アサヒビール株式会社
2009年 アサヒビールグループ事業方針
次代に向けた成長基盤・収益基盤の確立、
新価値の提案による需要創出を目指す
アサヒビール株式会社(本社 東京、社長 荻田 伍)は、2009年、前身である大阪麦酒の 創業から120周年、朝日麦酒としては創立60周年を迎えます。アサヒビールは本年、次代に 向けた成長基盤・収益基盤の確立と、これまでの延長線上にない新価値の提案にグループを あげて取り組み、2009年を“第三の創業”と位置づけ、一段の飛躍を目指します。
国内食品業界は、市場の成熟化とともにお客様の価値観やニーズの変化が刻々と進んで います。アサヒビールグループは、こうした環境下において、お客様の変化を基点にした新たな価値提案に、商品開発、営業活動からグループ経営まで徹底して取り組み、需要を創出し、 グループの再成長を実現することを目指します。
海外においても、グループの将来像の確立を見据え収益基盤の整備を進めていくとともに、積極的な事業投資も検討・実行していくことで、第3次中期経営計画で掲げた「“食と健康”の領域で、アジア地域を中心に、成長性溢れるリーディングカンパニーを目指す」ビジョン達成に 向け前進します。
また、企業に対する社会的要請として重要度を増している「環境」「食の安全・安心」については、グループをあげた対応や仕組みづくりを今まで以上に進め、お客様の求める品質やサービスの高度化にお応えしていきます。
昨年(2008年)の概況
国内の食品業界は、原油や原材料の高騰をきっかけとした価格上昇、世界経済の減速の 影響を受けた景気の減退などにより、厳しい局面が続いています。

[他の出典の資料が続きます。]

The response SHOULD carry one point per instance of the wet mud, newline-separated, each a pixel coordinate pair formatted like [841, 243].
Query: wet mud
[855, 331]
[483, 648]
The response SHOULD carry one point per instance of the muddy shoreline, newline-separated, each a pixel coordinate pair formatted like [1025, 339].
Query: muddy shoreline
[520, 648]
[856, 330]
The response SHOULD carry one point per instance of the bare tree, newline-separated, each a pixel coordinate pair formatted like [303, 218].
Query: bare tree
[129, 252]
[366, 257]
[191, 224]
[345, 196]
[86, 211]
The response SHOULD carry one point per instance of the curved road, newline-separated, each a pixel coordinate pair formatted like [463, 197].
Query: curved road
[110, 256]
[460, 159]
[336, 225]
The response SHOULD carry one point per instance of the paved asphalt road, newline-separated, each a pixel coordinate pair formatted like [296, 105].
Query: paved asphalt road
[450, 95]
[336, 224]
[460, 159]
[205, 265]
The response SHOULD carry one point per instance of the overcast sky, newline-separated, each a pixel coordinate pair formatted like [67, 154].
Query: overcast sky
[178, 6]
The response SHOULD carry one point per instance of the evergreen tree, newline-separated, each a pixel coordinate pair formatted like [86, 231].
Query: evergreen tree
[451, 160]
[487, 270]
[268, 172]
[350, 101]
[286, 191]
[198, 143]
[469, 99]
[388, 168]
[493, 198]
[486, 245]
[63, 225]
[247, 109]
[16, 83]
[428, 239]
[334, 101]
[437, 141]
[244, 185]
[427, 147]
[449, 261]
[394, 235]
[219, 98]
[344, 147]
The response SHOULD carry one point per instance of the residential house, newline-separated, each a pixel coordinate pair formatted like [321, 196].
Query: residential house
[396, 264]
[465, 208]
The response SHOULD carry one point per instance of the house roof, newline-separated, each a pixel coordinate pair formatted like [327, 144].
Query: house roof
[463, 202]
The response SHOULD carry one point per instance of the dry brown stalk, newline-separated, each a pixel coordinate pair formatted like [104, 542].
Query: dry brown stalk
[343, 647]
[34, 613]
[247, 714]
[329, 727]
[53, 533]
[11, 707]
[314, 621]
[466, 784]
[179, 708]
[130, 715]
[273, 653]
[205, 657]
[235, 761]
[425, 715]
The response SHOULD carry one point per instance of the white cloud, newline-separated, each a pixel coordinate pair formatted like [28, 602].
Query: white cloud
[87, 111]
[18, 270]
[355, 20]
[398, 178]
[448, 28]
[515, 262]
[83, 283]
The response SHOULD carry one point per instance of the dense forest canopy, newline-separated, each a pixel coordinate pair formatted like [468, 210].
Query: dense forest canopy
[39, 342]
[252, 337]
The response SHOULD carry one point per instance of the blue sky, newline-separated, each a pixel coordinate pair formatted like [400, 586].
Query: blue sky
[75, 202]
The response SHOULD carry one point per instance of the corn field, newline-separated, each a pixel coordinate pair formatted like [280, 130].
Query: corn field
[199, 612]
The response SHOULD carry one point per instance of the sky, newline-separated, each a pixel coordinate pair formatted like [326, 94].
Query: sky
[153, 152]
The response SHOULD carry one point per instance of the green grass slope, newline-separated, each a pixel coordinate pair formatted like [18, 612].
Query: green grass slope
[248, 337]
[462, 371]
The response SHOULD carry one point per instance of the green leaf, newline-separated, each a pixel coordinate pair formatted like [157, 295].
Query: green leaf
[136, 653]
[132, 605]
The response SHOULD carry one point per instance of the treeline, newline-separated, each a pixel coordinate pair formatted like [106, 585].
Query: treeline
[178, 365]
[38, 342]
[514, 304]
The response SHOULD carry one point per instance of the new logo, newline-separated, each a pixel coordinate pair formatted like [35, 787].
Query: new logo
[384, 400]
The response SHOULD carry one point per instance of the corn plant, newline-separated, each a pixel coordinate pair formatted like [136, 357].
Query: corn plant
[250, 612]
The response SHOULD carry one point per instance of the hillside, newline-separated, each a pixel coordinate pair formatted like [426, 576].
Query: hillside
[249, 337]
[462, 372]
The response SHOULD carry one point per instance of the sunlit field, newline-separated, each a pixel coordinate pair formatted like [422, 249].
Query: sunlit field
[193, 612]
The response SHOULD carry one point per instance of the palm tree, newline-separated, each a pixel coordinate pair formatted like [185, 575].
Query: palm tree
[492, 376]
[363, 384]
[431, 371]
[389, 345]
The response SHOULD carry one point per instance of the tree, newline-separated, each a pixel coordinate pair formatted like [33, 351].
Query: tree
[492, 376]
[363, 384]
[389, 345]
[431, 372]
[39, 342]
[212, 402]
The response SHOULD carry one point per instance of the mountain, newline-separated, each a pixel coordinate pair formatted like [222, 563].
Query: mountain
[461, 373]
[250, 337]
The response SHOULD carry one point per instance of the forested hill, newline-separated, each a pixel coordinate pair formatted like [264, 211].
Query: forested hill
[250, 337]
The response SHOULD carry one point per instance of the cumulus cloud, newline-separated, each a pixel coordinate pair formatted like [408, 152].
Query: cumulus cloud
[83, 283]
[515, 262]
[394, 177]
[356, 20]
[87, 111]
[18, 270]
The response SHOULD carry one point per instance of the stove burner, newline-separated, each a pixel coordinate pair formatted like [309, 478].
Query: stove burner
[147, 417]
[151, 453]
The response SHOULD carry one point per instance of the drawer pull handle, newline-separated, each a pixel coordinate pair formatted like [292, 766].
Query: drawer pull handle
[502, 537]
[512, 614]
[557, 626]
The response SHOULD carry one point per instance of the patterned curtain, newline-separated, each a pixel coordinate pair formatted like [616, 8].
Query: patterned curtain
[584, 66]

酒類業界においては、値ごろ感の高まった新ジャンルが健闘したものの、ビールや発泡酒のマイナスが予想以上であったことから、ビール類全体の市場は4年連続の前年割れとなった ものと推定されます。ビール類以外の酒類カテゴリーを見ても、全般的に横ばいや減少傾向が見られ、市場の成熟がいっそう進む結果となっています。
■当社酒類事業の概況
アサヒビールは昨年、それぞれの酒類カテゴリーの市場性に応じた商品提案や販促を展開し、2008年の目標として掲げた「ブランドの育成・強化」に徹しました。ビール類においては、販売数量は前年を下回ったものの、新ブランドの育成や既存ブランドの強化に成果を上げることができたほか、価格改定やマーケティング資源の重点投資による収益性の改善を進めることができ、環境変化に左右されない基盤づくりを進展させました。総合酒類においても、出荷価格や取引制度の見直しを進めることができ、酒類全般をとおして、もうひとつの目標として掲げていた 「収益構造改革」にも一定の成果を上げることができました。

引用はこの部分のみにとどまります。